A total of 31 quinoline-based derivatives were designed and synthesized to develop novel anti-inflammatory drugs. After the toxicity of synthetic compounds to RAW264.7 cells were evaluated in vitro, their anti-inflammatory activity was assessed by inhibiting lipopolysaccharide (LPS)-induced NO production levels in the RAW264.7 cells. Among the derivatives, compound f4 had the best anti-inflammatory activity, which could reduce the production of pro-inflammatory cytokines NO, IL-1β, and TNF-α with corresponding IC₅₀ values of 20.40 ± 0.94, 18.98 ± 0.21 and 23.48 ± 0.46 μM. Western blot showed that f4 could inhibit the expression of LPS-induced inflammatory mediators iNOS and COX-2. Molecular docking showed that f4 could also enter the PDE4B receptor binding pocket, and the cellular thermal shift assay method indicated that the PDE4B protein bound to f4 had increased stability. Meanwhile, the inhibitory effect of this compound on the PDE4B enzyme (IC₅₀ = 0.94 ± 0.36 μM) was comparable to that of the positive drug rolipram (IC₅₀ = 1.04 ± 0.28 μM). Finally, in vivo studies showed that f4 could improve the degree of foot swelling and knee joint pathology in adjuvant-induced arthritic rats and decrease the levels of serum inflammatory factors TNF-α and IL-1β in a dose-dependent manner.
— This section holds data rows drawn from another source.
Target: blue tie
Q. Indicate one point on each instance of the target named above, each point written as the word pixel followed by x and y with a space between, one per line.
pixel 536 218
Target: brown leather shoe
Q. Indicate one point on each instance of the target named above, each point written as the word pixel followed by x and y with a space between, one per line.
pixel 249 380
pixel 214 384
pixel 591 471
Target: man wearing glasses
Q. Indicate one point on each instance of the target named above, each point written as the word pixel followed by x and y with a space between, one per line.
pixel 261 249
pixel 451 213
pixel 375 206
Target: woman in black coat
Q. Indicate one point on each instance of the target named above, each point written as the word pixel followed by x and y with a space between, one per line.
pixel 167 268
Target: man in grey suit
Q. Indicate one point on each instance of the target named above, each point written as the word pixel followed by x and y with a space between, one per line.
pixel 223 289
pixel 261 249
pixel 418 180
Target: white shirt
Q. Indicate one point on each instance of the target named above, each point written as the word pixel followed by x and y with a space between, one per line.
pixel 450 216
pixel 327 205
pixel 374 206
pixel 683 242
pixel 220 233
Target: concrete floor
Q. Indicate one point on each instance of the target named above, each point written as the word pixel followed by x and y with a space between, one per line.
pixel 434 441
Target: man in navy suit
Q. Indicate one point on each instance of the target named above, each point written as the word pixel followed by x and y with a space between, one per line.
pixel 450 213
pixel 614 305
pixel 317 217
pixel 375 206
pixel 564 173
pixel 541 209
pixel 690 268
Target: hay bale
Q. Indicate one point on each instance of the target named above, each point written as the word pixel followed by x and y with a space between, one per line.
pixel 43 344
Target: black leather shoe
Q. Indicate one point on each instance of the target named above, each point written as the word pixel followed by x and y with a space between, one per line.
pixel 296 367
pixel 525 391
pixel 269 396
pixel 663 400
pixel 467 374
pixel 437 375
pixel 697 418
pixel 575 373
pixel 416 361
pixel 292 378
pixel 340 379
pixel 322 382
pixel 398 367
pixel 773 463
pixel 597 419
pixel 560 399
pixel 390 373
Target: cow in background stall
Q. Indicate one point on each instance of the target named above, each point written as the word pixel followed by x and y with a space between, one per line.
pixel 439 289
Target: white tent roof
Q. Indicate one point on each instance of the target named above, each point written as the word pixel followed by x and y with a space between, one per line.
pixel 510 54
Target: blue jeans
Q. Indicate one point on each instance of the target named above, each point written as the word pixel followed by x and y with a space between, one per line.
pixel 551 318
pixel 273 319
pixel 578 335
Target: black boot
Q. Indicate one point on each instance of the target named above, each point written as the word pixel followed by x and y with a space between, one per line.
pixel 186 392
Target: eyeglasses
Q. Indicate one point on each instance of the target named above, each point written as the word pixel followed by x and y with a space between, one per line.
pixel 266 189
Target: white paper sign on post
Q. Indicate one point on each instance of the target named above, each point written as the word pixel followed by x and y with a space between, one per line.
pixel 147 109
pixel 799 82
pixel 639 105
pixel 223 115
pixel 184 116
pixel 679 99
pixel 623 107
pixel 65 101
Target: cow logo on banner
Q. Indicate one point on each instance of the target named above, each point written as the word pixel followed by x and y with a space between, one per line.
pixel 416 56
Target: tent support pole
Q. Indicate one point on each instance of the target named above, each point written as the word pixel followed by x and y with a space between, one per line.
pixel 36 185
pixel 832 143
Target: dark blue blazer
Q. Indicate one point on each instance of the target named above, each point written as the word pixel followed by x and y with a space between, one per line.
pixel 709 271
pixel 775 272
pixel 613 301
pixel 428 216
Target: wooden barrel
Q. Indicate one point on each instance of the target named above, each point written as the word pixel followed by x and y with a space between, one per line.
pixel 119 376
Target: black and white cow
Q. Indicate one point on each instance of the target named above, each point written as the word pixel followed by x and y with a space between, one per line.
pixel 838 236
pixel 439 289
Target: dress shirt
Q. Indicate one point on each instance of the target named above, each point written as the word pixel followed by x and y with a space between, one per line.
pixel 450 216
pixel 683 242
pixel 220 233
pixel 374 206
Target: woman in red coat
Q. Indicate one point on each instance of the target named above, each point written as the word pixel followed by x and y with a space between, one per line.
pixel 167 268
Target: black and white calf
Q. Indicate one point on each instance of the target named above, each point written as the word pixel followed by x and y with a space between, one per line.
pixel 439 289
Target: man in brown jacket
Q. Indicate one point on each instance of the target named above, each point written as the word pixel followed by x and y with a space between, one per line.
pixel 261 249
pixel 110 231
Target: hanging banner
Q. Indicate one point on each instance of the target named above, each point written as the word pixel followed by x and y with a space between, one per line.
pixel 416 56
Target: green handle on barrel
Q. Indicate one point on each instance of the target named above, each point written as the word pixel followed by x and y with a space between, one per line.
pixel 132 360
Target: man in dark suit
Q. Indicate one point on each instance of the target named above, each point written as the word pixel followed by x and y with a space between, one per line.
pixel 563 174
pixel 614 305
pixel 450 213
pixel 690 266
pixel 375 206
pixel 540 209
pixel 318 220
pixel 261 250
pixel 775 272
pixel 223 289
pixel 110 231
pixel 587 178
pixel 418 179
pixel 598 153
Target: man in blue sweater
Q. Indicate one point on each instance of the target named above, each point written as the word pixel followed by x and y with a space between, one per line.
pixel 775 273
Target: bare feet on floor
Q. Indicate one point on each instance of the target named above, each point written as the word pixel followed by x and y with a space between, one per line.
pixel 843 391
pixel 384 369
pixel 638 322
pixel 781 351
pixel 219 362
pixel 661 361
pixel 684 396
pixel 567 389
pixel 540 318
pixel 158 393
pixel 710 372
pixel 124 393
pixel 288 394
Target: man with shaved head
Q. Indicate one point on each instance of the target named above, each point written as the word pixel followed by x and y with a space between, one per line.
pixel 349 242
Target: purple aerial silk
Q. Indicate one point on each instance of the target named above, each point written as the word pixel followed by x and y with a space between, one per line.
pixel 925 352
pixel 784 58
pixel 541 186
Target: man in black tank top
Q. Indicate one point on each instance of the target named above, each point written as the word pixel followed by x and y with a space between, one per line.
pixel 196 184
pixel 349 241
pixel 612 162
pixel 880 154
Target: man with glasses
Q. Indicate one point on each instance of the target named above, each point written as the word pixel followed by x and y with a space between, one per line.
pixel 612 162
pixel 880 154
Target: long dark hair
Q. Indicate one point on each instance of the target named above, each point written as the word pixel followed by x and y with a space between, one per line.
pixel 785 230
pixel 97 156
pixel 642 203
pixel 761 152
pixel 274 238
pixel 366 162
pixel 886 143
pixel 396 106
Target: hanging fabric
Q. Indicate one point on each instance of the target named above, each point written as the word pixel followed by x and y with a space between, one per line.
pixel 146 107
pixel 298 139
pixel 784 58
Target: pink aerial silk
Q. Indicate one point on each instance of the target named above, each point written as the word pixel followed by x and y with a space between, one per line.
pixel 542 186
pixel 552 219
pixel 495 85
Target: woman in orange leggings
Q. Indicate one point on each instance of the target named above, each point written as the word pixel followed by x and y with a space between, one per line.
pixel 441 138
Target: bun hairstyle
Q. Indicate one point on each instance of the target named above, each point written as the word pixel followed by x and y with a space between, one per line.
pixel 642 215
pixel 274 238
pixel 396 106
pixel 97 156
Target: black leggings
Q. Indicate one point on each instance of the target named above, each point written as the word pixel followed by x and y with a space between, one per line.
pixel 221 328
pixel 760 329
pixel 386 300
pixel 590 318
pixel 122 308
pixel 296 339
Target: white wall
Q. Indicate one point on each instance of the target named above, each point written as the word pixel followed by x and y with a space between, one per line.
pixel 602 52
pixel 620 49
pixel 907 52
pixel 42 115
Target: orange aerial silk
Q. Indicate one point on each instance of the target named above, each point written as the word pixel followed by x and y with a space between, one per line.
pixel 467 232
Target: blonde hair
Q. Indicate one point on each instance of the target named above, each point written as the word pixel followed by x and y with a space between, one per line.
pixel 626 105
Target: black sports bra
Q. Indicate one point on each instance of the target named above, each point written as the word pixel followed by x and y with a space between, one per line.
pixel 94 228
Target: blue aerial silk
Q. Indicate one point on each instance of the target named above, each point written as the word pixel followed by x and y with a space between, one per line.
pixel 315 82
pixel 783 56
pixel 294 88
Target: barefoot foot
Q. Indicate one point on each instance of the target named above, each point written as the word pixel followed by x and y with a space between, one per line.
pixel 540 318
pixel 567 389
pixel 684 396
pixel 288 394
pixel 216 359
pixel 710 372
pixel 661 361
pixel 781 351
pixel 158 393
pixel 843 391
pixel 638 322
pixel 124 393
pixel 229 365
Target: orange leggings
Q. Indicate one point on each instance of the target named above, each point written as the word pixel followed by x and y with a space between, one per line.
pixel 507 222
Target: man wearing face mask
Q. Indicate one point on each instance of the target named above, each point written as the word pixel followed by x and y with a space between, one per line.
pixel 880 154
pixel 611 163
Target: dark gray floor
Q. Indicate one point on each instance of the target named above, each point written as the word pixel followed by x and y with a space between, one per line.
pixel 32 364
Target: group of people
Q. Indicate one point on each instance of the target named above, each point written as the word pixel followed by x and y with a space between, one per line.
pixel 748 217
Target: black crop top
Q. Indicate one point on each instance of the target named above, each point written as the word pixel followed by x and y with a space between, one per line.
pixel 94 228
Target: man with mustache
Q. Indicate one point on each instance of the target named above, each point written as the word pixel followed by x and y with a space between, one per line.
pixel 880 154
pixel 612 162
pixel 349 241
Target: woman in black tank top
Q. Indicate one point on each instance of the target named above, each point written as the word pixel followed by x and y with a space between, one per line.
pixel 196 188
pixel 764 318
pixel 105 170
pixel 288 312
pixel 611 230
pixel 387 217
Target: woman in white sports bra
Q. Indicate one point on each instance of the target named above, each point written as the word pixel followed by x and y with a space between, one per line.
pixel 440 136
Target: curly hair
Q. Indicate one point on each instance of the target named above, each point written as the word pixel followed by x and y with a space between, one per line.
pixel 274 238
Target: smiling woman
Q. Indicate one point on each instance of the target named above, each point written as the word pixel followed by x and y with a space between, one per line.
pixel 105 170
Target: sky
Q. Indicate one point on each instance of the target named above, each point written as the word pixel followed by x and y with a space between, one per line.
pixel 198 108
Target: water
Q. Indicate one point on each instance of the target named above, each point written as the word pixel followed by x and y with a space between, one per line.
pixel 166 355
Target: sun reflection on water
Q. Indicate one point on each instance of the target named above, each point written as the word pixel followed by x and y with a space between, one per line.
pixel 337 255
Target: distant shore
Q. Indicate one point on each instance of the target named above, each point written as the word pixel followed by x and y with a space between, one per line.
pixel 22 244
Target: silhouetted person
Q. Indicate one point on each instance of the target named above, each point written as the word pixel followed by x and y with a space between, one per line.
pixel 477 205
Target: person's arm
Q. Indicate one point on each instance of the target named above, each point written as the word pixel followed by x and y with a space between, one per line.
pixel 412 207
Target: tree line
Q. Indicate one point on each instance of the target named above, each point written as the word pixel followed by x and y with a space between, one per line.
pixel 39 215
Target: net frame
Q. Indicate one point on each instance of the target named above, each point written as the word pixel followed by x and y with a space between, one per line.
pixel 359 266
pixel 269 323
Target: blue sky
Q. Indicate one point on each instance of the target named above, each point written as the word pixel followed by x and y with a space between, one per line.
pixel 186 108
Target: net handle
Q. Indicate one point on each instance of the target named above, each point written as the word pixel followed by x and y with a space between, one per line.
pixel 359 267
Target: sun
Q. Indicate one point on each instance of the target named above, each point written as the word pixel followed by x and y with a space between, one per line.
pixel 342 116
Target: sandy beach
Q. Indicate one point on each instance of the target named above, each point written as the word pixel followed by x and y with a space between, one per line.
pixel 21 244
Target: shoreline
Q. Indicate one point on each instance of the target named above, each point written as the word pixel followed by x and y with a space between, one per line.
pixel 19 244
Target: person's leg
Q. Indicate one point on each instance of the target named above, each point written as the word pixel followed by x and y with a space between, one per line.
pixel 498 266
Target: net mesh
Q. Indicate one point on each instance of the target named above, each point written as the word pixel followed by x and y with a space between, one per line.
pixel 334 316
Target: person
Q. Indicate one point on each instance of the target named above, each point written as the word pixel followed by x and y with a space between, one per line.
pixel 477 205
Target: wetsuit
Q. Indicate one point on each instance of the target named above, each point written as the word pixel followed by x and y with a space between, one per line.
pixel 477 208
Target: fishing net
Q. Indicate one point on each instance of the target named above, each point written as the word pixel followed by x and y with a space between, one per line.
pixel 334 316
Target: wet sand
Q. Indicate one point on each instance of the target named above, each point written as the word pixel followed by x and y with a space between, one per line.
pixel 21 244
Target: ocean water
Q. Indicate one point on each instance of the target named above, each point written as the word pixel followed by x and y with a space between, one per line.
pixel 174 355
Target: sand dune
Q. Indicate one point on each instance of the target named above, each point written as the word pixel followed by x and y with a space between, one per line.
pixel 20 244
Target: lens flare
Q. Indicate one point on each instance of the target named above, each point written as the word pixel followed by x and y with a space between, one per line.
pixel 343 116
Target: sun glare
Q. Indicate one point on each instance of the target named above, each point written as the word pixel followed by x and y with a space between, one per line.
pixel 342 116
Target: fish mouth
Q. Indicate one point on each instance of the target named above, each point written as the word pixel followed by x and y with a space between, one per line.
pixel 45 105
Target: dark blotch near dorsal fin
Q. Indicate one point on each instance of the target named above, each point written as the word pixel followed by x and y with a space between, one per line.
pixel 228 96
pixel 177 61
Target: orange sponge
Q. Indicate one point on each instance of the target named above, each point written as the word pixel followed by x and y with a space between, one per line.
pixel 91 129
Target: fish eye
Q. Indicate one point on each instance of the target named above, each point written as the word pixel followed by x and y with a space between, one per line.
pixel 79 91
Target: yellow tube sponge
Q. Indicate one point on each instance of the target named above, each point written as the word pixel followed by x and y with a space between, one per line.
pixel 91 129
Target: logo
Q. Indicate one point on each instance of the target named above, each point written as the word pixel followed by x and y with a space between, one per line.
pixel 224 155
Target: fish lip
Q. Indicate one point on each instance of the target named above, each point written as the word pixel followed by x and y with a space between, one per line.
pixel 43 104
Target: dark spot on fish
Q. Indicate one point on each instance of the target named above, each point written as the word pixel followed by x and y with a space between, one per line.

Therefore, the development and design of quinoline-based derivatives for anti-inflammatory applications could be considered opportunities and challenges.

总共设计和合成了 31 种基于喹啉的衍生物，用于开发新型抗炎药。在体外评估合成化合物对 RAW264.7 细胞的毒性后，通过抑制 RAW264.7 细胞中脂多糖 (LPS) 诱导的 NO 产生水平来评估其抗炎活性。在这些衍生物中，化合物f4具有最好的抗炎活性，可以减少促炎细胞因子NO、IL-1β和TNF-α的产生，相应的IC ₅₀值为20.40 ± 0.94、18.98 ± 0.21和23.48 ± 0.46 微米。Western blot显示f4可以抑制LPS诱导的炎症介质iNOS和COX-2的表达。分子对接表明f4也可以进入PDE4B受体结合口袋，细胞热位移测定法表明与f4结合的PDE4B蛋白稳定性增加。同时，该化合物对PDE4B酶的抑制作用（IC ₅₀  = 0.94 ± 0.36 μM）与阳性药物咯利普兰（IC ₅₀  = 1.04 ± 0.28 μM）相当。最后，体内研究表明，f4可改善佐剂性关节炎大鼠足肿胀程度和膝关节病变，降低血清炎症因子 TNF-α 和 IL-1β 水平，呈剂量依赖性。因此，开发和设计用于抗炎应用的喹啉衍生物可以被视为机遇和挑战。